Cheney was upset Rove had been exonerated from the White House podium while Libby had not. Libby scratched out notes of what he thought McClellan should say on his behalf: "People have made too much of the difference in how I described Karl and Libby. I've talked to Libby. I said it was rediculous [sic] about Karl and it is rediculous [sic] about Libby. Libby was not the source of the Novak story. And he did not leak classified information."

Libby showed it to Cheney, who added his own notes to the bottom of the page: "Has to happen today.
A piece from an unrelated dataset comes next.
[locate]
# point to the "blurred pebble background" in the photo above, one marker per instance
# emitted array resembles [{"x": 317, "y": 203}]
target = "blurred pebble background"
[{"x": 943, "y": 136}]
Call out to key press saying same thing about Scooter as Karl. Not going to protect one staffer and sacrifice the guy that was asked to stick his neck in the meat grinder because of the incompetence of others." Presumably, Cheney meant Libby had been forced to clean up the mess the two of them blamed on the CIA. Cheney took the issue to Bush, who agreed Libby should be cleared from the podium as well.

At 8:30 a.m. on October 4, Card called McClellan at home. "The president and vice president spoke this morning," Card said. "They want you to give the press the same assurance for Scooter that you gave for Karl."

McClellan called Libby to hear his denial directly.

"Were you involved in the leak in any way?" McClellan asked.

"No, absolutely not," Libby said.

McClellan then called four reporters to convey the denial.

THE IRAQ WAR was taking a toll inside the White House, and the situation on the ground was no better. Frustrated by Bremer's performance and Donald Rumsfeld's hands-off management of it, Rice prevailed upon Bush to create the Iraq Stabilization Group under her to improve coordination between Washington and Baghdad. When David Sanger of the New York Times heard, Rice confirmed it to him without letting Rumsfeld know the story was coming.

Rumsfeld erupted when he saw the newspaper on October 6. "The story indicates Condi stated that the reorganization was developed by herself, the Vice President, Powell and Rumsfeld," the defense secretary wrote in a memo to Bush and Cheney. "I was not consulted-only advised." If Rice was so eager to run the Iraq political account, Rumsfeld essentially said fine, he would be happy to off-load it. He recommended that "Jerry Bremer's reporting relationship be moved from DoD to the President, Condi Rice or Colin Powell, as you may determine." After all, Rumsfeld wrote with evident pique, Bremer already "has been reporting directly to Colin, Condi and you," and "Condi, in effect has been [sic] announced that that is the case."

Bush told Rice to calm Rumsfeld down. "You need to make it right with Don," he said.

He suggested she go to Cheney. She did, and he promised to talk with Rumsfeld.

When she saw Rumsfeld a week later, she pulled him aside and apologized.

Rumsfeld was unforgiving. "You're failing," he told her bluntly. "You could have said something in the NSC meeting in front of the president and the principals."

"Don," Rice replied, "you've made mistakes in your long career."

"Yes," he said, "but I've tried to clean them up."